■東電トラブルで新電力が悲鳴、電気料金「請求できない」
日本経済新聞-2016年6月21日
電力小売りの全面自由化から3カ月弱。電力会社を切り替えた世帯は、全国の約2%にとどまり、「自由化は失敗だ」と揶揄(やゆ)されることすらある。だが、その裏で新電力には新規顧客の獲得に注力できない事態が発生していた。
2016年4月上旬から、「電気料金の請求ができない」という深刻なトラブルに見舞われているのだ。ある大手新電力幹部は、「“地獄の5月”を過ごしたが、6月に入っても状況は変わっていない」とうなだれる。
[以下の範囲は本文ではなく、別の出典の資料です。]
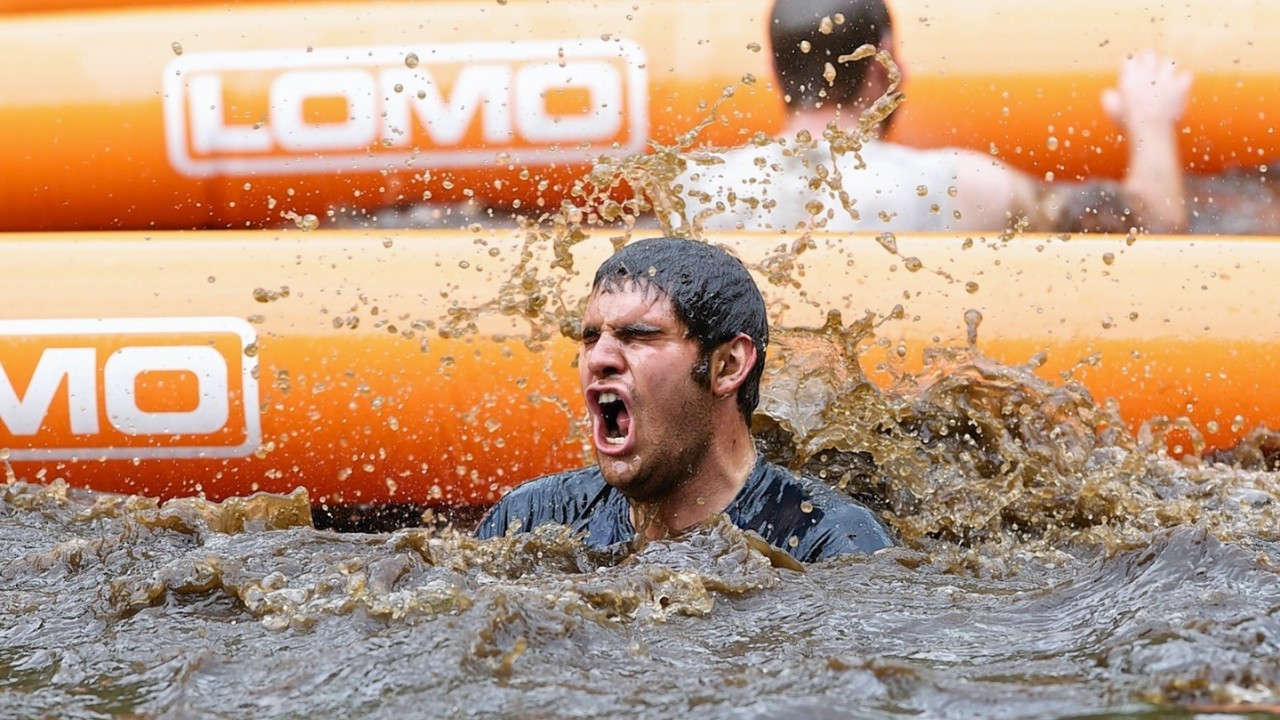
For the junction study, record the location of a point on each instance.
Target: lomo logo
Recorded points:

原因は、東京電力パワーグリッド(PG)のシステムトラブル。電力自由化を迎え、消費者は電力会社を選べるようになった。ただ、それは小売り分野に限った 話。電力網の維持管理や、各世帯にセットされた電力メーターによる検針業務は、大手電力会社の送配電部門が引き続き担当している。東電PGは東電の送配電部門として4月に分社化された。
小売電気事業者(新電力)は毎月、東電PGが検針した顧客ごとの月間使用電力量データを東電PGから受け取り、これを元に電気料金を計算し、請求 書を発行する。ところが、待てど暮らせど東電PGから使用量データが届かない。データが来なければ、新電力は消費者に請求のしようがない。
既にインターネット上では、「電気料金の請求が来ない。いいかげんな新電力と契約してしまった」といったネガティブ情報が流れ始めている。